Implementing a Large Scale Document Storage Service

In this post, we explain why we decided to work on a document storage service for Genius Scan and how we are approaching this engineering challenge. We think that the process is worthy of being shared and we also hope to get feedback from the community.

A little background

At The Grizzly Labs, we create helpful productivity apps. Our main product, Genius Scan, is a scanner for iOS and Android. It’s one of the most popular mobile apps, netting more than 15 million downloads since its debut in June 2010 — we never invested a cent in advertising — and constantly receiving great feedback.

Genius Scan is at the interface between the physical and the digital world: it enables you to snap a photo of a paper document, to correct any perspective distortion and to process it like a real scanner. With several scans, you can build multi-page PDF documents. Genius Scan is also particularly good at exporting them wherever you want (Box, Dropbox, Email, Evernote, Expensify, Google Drive, OneNote, OneDrive, FTP, WebDAV…)

While we expected users to use Genius Scan to scan and export documents, we noticed that a lot of them are using Genius Scan to store their scans for the long term.

Solving problems for our users

Genius Scan stores documents on the phone in the local app folder. Due to the app sandboxing, this folder is only accessible to Genius Scan and documents are not synced between different devices. They also never leave the phone unless you decide to export them (the exception being your automatic iOS backups). This has two advantages: simplicity of implementation and privacy.

Yet, after 4 years of answering support emails, we are clearly seeing patterns in user requests:

Backup. Users can lose documents for many reasons: accidental deletions, improper install of new OS updates, phone lost or stolen. The unsatisfying workaround is to restore a complete phone backup from iCloud, provided that users have any.
Device migration (transfer of documents from an older device to a newer one). The problem arises during cross-platform transfers, typically between iOS and Android. There is no obvious way for users to access the documents they created on the previous platform. The workaround is to export the documents to a cloud service such as Dropbox. Users can later access them within the Dropbox app on the new device. We experimented with a backup and restore system for the Android app, but it’s more a patch than a satisfactory solution. This issue can arise as well when upgrading iOS devices if the user doesn’t have device backups setup.
Synchronization (accessing documents from any device). Users scan documents on their phones and want to read them afterwards on a tablet. The only way to do this currently is to export the documents to a service such as Dropbox and view them on the tablet within the Dropbox app. Likewise, users would want the documents to magically appear on their computer.
Extra features which require processing power or a backend. Examples of such features are: OCR, OCR indexing (similar to what Evernote does), document signing and sharing.

All this feedback keeps showing us the need for a document storage backend with synchronization logic.

Self-imposed requirements

One of the main challenges we face is that Genius Scan is already at large scale.

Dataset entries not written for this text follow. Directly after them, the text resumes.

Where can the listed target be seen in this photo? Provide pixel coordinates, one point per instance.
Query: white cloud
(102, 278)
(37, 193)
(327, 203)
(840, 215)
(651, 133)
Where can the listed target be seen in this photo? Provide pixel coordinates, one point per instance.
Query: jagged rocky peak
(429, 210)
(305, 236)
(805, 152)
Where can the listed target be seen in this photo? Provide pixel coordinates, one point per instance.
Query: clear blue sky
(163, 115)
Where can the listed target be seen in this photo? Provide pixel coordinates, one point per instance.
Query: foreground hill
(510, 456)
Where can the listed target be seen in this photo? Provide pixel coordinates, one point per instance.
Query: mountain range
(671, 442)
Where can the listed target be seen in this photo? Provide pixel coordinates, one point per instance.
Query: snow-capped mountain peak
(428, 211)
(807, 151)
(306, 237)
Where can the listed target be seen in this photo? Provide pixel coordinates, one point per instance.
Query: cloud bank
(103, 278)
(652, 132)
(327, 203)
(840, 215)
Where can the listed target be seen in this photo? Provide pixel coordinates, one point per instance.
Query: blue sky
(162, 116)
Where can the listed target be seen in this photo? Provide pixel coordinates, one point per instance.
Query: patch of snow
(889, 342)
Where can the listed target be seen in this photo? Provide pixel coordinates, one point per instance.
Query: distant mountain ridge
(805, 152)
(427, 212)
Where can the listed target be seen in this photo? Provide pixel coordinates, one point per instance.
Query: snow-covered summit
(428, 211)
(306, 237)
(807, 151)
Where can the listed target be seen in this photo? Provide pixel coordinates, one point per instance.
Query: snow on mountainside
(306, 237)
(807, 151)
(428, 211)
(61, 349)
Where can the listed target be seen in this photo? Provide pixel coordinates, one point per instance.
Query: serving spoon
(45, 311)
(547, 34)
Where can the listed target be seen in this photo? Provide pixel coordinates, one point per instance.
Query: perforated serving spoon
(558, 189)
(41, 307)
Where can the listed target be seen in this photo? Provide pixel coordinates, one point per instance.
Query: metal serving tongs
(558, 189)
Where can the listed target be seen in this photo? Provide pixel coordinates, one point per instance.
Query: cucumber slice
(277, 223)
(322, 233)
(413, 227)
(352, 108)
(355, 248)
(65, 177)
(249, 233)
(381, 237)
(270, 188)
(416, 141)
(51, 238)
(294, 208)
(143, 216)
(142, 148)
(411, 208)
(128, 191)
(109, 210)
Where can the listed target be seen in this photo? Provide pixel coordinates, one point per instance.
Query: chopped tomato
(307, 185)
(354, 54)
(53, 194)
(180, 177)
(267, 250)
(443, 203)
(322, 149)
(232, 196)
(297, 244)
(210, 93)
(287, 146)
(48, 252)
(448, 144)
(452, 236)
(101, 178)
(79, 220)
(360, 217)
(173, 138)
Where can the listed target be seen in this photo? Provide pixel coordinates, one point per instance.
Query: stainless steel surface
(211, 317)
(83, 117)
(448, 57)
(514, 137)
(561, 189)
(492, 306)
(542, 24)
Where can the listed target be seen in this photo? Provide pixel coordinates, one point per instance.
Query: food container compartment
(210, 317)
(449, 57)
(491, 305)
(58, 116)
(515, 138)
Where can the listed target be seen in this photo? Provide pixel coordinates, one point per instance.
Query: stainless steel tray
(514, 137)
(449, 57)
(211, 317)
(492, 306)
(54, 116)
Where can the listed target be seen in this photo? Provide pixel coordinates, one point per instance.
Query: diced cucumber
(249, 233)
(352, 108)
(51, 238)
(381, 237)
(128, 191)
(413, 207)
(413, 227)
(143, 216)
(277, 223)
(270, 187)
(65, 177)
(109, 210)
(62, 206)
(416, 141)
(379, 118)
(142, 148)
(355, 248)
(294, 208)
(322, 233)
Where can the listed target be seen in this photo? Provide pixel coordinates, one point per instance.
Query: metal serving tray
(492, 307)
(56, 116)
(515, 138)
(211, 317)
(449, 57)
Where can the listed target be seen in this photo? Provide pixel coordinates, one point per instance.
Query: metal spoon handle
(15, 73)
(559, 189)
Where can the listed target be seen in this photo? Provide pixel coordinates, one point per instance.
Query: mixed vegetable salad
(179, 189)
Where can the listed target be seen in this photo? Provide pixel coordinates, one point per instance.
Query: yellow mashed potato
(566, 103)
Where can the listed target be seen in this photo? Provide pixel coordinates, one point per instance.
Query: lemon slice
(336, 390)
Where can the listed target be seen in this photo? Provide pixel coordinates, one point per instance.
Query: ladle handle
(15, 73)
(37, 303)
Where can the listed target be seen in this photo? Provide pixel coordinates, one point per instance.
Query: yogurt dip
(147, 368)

Our millions of monthly active users scan about 250,000 new documents every day and have already generated more than 200 million scans. While we can find ways to stagger the launch, we can’t build a simple architecture that we would subsequently scale.

Looks like Mondays are scanning days, and that nobody scans turkeys :)

Our backend needs to meet the following requirements:

Security and privacy. Obviously, the first feature of this backend.
Data integrity. Users store very important documents in Genius Scan (losing receipts can translate into thousands of dollars that cannot be expensed.) There cannot be any loss of document as a consequence of users turning on synchronization.
Ability to handle network conditions. Mobile devices can go offline for a long time, and then pop back online (eg.: a user scans documents during a flight)
Cross-platform. We need to support iOS, Android and potentially other platforms.
Optionality. Users don’t have to use the synchronization, particularly if they have privacy concerns.
Financial sustainability. we plan to be able to cover the costs associated with this backend for the long run. A simple spreadsheet and a few estimations are enough to understand the cost structure. In our case, the monthly storage cost (S3) will dominate.

Different options

Synchronization is a typical problem and there are various alternatives:

With iCloud, iCloud Drive, no server-side work would be required. However, backup, device migration are not addressed, and synchronization only partially. One of our worries with iCloud was its instability, but it overcame this bad reputation with iOS 7 and 8.
CloudKit is also a potential solution. Given our scale, though, it won’t be a good fit due to the storage limits. On top of that, it’s limited to iOS.
Cross-platform cloud storage services: Dropbox, Box, OneDrive… Using these services as a backend tackles backup, device migration and synchronization and we wouldn’t be reinventing the wheel. There are several drawbacks: we need to adapt to their synchronization model — with Dropbox: the sync unit is the file — and we also become dependent on a third-party platform. Last but not least, any extra features (indexing, search, OCR) will be harder to offer since we won’t manage the document storage.
Ensembles developed by Drew McComack is an impressive project and could be an appropriate solution. However, it only synchronizes objects stored in Core Data: it wouldn’t be trivial to synchronize the scans themselves. It also doesn’t support Android (that being said, Ensembles 1.x is an open source project and could be extended.) Last, the cloud is used for temporary transfer, and not for data storage (peer-to-peer synchronization model) so it wouldn’t be usable for backup and extra features.
Our own service. This would address the different feature requests although the main drawback is that we would be reinventing the wheel.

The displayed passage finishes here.